Heilmittelbericht: Weniger Behandlungen, aber höhere Umsätze im „Pandemie-Jahr“ 2020

Die Umsätze im Heilmittel-Bereich sind im Jahr 2020 aufgrund gesetzlicher Neuregelungen durch das Terminservice- und Versorgungsgesetz (TSVG) deutlich gestiegen. Trotz temporärer Behandlungsrückgänge, die durch die Corona-Pandemie bedingt waren, wurden 2020 rund 9,3 Milliarden Euro für Heilmitteltherapien abgerechnet. Damit ist der durchschnittliche Umsatz je GKV-Versicherten von 2018 auf 2020 um 27,5 Prozent gestiegen. Das zeigt der aktuelle Heilmittelbericht des Wissenschaftlichen Instituts der AOK (WIdO).

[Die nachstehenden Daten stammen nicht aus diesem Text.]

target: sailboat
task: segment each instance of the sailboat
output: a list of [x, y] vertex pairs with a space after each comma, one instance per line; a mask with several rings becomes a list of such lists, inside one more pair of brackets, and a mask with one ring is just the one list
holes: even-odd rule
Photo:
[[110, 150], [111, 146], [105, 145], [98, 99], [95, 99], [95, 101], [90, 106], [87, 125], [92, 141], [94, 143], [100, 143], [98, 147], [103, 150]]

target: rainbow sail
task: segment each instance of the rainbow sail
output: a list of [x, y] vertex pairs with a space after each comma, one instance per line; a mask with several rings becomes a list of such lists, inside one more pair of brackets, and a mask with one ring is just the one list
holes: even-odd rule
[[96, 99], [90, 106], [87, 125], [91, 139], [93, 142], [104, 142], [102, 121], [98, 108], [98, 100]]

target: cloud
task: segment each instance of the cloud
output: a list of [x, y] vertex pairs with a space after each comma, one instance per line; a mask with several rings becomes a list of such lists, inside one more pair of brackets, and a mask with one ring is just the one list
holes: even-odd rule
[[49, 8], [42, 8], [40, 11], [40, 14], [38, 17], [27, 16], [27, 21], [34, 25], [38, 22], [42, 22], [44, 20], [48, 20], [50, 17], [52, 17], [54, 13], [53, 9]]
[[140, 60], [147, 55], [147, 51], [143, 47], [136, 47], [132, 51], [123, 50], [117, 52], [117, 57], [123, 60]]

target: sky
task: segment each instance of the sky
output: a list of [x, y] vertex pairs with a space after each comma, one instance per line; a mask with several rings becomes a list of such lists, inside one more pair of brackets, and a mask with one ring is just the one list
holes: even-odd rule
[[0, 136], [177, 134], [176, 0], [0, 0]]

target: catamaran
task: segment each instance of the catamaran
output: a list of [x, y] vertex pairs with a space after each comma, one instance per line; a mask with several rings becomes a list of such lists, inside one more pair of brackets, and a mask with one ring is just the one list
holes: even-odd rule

Obwohl es infolge der Pandemie einen Rückgang von 4,4 Behandlungen je GKV-Versicherten im Jahr 2019 auf 4,1 Behandlungen im „Corona-Jahr“ 2020 gab, stieg der durchschnittliche Pro-Kopf-Umsatz im gleichen Zeitraum von 120,70 Euro auf 126,90 Euro je GKV-Versicherten. Es gab also insgesamt mehr Geld für weniger Behandlungen. Hinzu kamen noch Mittel aus dem Rettungsschirm für Heilmittelerbringer in Höhe von 814,5 Millionen Euro, die 2020 zum Ausgleich zunächst erwarteter, aber dann doch nicht eingetretener Umsatzeinbrüche infolge der Pandemie an die Heilmittel-Praxen gezahlt wurden und die nicht in die Berechnung eingeflossen sind.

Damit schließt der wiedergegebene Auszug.